Six church workers and a priest held captive by gangs in Haiti

Six church workers and a priest held captive by gangs in Haiti

PORT-AU-PRINCE — Amid ever-increasing gang violence in Haiti, six church workers and a priest were kidnapped on February 23,  in the Haitian capital of Port-au-Prince, local Catholic sources said.

Religious appeal for the immediate release of the hostages

The six religious belonging to the Congregation of the Brothers of the Sacred Heart were abducted on Friday morning by an armed group as they travelled to the École Jean XXIII, in downtown Port-au-Prince.

The school is the only one still operating in the high-risk area.  On the same day a priest who had just celebrated Mass in the Chapel of Our Lady of Fatima, in the city’s Bicentenaire District, was also kidnapped.

The kidnappings come just a month after the release of six nuns from the Congregation of the Sisters of Saint Anne who had been abducted by gunmen on a bus on January 19 along with other two people.  

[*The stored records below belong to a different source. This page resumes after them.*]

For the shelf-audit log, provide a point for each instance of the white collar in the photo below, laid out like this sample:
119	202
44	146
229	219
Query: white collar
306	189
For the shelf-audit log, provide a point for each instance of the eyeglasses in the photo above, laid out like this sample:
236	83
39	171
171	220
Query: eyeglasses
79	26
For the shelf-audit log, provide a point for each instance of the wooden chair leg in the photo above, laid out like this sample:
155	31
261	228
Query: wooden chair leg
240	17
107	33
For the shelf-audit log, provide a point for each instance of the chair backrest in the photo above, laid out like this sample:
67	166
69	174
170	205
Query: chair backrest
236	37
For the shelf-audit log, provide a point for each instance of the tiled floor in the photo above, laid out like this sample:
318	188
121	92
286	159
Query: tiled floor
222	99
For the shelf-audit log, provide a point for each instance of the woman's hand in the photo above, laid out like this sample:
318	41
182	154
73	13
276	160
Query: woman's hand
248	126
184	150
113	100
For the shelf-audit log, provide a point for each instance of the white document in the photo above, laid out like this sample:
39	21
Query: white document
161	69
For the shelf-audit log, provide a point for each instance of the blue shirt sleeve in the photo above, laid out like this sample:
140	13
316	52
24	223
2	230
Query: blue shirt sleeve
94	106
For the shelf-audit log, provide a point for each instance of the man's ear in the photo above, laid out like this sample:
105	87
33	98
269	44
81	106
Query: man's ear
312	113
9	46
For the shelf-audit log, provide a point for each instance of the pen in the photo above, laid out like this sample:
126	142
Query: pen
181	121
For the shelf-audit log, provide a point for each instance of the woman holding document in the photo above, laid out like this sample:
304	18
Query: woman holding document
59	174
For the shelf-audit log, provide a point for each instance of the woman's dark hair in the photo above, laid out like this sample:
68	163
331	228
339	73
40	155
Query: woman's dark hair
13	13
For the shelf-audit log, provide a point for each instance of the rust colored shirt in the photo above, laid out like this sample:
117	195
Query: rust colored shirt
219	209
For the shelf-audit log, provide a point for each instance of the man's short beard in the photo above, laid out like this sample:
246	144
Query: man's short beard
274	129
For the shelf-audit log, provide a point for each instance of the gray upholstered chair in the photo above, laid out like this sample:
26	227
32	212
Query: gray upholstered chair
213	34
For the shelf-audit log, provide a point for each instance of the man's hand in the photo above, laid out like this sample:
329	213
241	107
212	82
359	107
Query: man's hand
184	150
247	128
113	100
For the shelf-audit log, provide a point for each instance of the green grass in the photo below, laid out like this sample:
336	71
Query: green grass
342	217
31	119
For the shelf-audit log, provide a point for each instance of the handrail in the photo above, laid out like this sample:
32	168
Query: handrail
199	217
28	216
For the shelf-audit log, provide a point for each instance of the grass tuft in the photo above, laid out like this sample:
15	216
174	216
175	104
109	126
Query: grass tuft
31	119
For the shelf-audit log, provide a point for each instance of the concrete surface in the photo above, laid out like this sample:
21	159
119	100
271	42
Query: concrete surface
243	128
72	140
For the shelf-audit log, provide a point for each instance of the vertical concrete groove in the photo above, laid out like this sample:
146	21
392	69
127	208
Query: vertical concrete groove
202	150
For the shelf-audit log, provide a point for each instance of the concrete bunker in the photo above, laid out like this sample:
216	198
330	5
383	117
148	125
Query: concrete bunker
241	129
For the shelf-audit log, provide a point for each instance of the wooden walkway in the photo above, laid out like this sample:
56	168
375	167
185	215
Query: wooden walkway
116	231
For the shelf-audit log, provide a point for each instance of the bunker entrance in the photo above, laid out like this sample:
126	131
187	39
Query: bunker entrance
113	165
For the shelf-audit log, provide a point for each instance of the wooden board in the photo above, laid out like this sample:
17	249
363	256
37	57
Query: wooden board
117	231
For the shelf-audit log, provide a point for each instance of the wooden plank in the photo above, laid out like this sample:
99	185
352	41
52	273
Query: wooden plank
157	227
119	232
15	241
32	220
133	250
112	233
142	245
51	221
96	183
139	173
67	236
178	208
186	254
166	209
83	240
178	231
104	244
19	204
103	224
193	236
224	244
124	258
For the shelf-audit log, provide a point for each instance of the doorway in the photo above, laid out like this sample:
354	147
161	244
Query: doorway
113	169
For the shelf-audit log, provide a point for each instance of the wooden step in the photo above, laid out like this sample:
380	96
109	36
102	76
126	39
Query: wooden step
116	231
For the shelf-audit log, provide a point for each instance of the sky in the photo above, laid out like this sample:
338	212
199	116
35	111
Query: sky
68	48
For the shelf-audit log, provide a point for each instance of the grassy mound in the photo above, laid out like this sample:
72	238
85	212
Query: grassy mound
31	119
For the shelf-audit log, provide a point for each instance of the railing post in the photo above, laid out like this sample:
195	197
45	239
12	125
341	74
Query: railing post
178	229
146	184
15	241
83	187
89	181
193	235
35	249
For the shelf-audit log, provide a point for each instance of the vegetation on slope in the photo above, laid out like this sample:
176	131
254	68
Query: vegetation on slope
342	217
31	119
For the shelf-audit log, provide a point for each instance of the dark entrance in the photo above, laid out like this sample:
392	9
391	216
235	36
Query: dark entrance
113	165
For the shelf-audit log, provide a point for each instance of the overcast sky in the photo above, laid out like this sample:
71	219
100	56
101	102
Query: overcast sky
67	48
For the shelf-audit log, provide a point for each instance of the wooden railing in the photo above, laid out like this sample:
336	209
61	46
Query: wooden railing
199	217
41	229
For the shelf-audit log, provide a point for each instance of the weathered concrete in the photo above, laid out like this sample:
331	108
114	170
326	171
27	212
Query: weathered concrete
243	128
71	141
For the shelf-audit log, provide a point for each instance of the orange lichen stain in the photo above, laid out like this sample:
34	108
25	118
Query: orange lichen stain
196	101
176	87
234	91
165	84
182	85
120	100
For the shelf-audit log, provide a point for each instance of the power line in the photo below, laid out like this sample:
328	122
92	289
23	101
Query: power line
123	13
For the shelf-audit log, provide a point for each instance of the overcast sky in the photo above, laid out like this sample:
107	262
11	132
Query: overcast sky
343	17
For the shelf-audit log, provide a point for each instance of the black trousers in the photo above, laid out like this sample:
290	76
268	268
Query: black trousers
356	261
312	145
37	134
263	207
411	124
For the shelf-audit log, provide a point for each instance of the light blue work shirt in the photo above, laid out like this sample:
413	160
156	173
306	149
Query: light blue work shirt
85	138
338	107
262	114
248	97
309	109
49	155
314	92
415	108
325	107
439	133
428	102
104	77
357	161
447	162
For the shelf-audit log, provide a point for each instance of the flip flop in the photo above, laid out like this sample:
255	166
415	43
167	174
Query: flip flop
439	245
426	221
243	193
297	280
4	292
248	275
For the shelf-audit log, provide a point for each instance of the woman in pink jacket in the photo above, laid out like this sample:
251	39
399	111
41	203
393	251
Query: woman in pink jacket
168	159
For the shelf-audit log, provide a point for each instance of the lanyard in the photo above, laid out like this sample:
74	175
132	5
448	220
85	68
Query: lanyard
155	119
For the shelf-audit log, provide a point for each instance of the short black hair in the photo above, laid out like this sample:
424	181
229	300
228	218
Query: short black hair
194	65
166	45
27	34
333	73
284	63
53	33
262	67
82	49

They are the latest in a long string of kidnappings in Haiti which has long been in the grip of violence by various criminal gangs vying for control of the territory.

Injured Bishop Pierre-André Dumas’ heath conditions improving 

Gang feuds don’t spare even Church personnel, as confirmed by the explosion that on January 28 injured Bishop Pierre-André Dumas of Anse-à-Veau-Miragoâne who serves as vice-president of the Haitian Bishops Conference in a house where he was staying during a visit to Port-au-Prince.

The prelate has undergone surgery and his health conditions are now improving, local Church sources reported, adding that he is now expected to be transferred to a hospital in Miami, Florida.

Gang warfare has dramatically increased in Haiti since the assassination of President Jovenel Moïse by a group of Colombian mercenaries in July 2021.  The killing worsened criminal control in the country and today innocent citizens are regularly killed, raped and held for ransom.

Over 1,000 people killed, injured, or kidnapped in January

The UN reported that January 2024 was the bloodiest month in over two years, with at least 1,108 people killed, injured, or kidnapped. 

Early February  major Haitian cities experienced further unrest during opposition-led protests demanding the resignation of interim Prime Minister Ariel Henry. According to a political agreement concluded in December 2022  Ariel  was supposed to hold elections on February 7, 2024, but has remained in power to form a government of national unity.

Elections have taken place since 2016 with the presidency still remaining vacant and since Moise’s assassination the country of plunged further into chaos with gangs controlling vast parts of its territory.

Bishops’ calls for security

The Haitian bishops have repeatedly pleaded for the restoration of security in Haiti   and  in a recent statement joined in calling for PM Ariel to step aside “for the good of the Nation,” while urging Haitians not to yield to violence.

In a statement religious men and women in Haiti urged for their immediate release and an end to the scourge of gang violence and insecurity in the country.